O estudo publicado em JAMA teve como objetivo principal avaliar a eficácia da acupuntura auricular na redução dos sintomas depressivos em comparação com os cuidados habituais e a acupuntura auricular inespecífica. Este ensaio clínico e randomizado foi realizado com 4 centros universitários de pesquisa no Brasil, envolvendo 280 participantes universitários, de março a julho de 2023. Os pacientes elegíveis foram adultos com idades entre 18 e 50 anos, cuja pontuação no Questionário de Saúde do Paciente (PHQ-9) indicou depressão moderada (pontuação 10-14) ou depressão moderadamente grave (15-19). Os participantes foram randomizados em dois grupos de tratamento, um incluindo acupuntura auricular (AA) específica e outro, grupo controle, de acupuntura (AA) inespecífica. Ambos os grupos receberam doze sessões de AA com agulhas semipermanentes, com estimulação diária duas vezes por semana, durante seis semanas, e foram acompanhados durante três meses. Todos os participantes continuaram com seus cuidados habituais por razões éticas. O protocolo de tratamento do grupo AA específico consistiu em seis pontos de acupuntura no pavilhão auricular, escolhido de acordo com o diagnóstico de depressão pela medicina chinesa. Os pontos de acupuntura do grupo AA não específico foram a orelha externa, a área da bochecha e da face, além de pontos inespecíficos, não associados a sintomas de saúde mental.
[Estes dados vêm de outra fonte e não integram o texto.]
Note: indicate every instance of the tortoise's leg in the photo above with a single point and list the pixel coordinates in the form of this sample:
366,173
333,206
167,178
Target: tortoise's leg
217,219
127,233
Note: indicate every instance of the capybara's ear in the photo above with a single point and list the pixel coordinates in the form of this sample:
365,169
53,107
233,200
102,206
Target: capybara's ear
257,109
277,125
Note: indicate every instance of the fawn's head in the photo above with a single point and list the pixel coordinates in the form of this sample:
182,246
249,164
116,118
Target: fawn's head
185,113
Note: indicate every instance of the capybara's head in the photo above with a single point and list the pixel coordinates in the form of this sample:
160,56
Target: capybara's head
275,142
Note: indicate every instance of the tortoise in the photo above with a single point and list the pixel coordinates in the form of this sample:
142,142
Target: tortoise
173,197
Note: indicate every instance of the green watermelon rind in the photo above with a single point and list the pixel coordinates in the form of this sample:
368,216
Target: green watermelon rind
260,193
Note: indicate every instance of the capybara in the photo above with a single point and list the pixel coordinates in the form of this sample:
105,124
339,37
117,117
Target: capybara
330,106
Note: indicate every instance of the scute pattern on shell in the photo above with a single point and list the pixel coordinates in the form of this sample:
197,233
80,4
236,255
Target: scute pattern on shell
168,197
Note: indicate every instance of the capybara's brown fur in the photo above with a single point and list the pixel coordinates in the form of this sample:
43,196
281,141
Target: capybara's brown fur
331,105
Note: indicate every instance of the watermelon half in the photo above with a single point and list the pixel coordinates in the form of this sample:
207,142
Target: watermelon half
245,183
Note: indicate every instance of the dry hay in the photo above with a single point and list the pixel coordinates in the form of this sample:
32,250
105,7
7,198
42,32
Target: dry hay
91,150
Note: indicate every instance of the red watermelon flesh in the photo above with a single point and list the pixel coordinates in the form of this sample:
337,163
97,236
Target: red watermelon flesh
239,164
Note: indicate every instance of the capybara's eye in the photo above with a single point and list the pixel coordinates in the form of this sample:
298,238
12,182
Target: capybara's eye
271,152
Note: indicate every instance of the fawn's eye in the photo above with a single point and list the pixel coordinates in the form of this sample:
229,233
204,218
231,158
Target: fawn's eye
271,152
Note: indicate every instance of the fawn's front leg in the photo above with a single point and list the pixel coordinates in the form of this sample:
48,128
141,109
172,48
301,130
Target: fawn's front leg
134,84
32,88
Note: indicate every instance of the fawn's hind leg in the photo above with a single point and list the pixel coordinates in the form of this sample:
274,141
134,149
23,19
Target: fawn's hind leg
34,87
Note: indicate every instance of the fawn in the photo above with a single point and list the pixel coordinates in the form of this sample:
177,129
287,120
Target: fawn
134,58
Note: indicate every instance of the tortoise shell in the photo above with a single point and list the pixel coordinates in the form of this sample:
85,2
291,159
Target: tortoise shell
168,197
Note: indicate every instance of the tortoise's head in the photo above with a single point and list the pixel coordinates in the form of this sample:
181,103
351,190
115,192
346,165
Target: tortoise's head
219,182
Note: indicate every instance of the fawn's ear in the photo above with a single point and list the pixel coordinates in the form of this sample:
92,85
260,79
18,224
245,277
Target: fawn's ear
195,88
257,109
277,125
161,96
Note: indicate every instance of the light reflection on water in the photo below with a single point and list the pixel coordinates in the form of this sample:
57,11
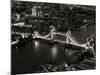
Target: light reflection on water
36,44
54,51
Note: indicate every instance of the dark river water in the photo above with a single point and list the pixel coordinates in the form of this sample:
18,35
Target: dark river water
27,57
35,53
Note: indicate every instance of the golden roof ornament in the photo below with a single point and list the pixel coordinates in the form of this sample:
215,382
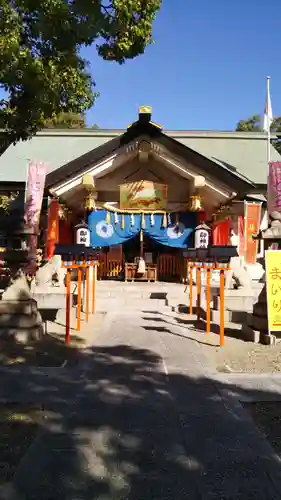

Os desfechos primários do estudo foram a proporção de participantes que apresentaram melhora de 50% ou mais em seus sintomas, avaliados pelo PHQ-9, três meses após a inclusão. Os desfechos secundários foram: melhora de 50% ou mais nos sintomas, após seis meses; qualidade de vida (a partir do questionário SF-36), alteração no uso de medicação antidepressiva, eventos e efeitos adversos, níveis de fator neurotrófico derivado do cérebro (BDNF), e do plasma sanguíneo. Os dados foram analisados visando tratá-los de acordo com os princípios do CONSORT (em português, Padrões Consolidados de Relatos de Ensaios). Os resultados não mostraram diferença estatisticamente significativa na recuperação depressiva entre os grupos aos 3 meses. As proporções de recuperação, e remissão, da depressão, em 4 e 6 semanas, com base no PHQ-9, foram maiores no grupo AA específico (exceto para recuperação da depressão em 6 semanas), sem diferenças estatisticamente significativas.
No entanto, uma diferença estatisticamente significativa foi observada na redução dos sintomas aos três meses. O relevante é que os resultados sugerem que AA específica, durante 6 meses, é segura, ainda que não tenha havido diferença estatisticamente significativa entre os grupos primários de eficácia. Mas o certo é que pacientes que receberam AA específica apresentaram maior remissão dos sintomas em três meses.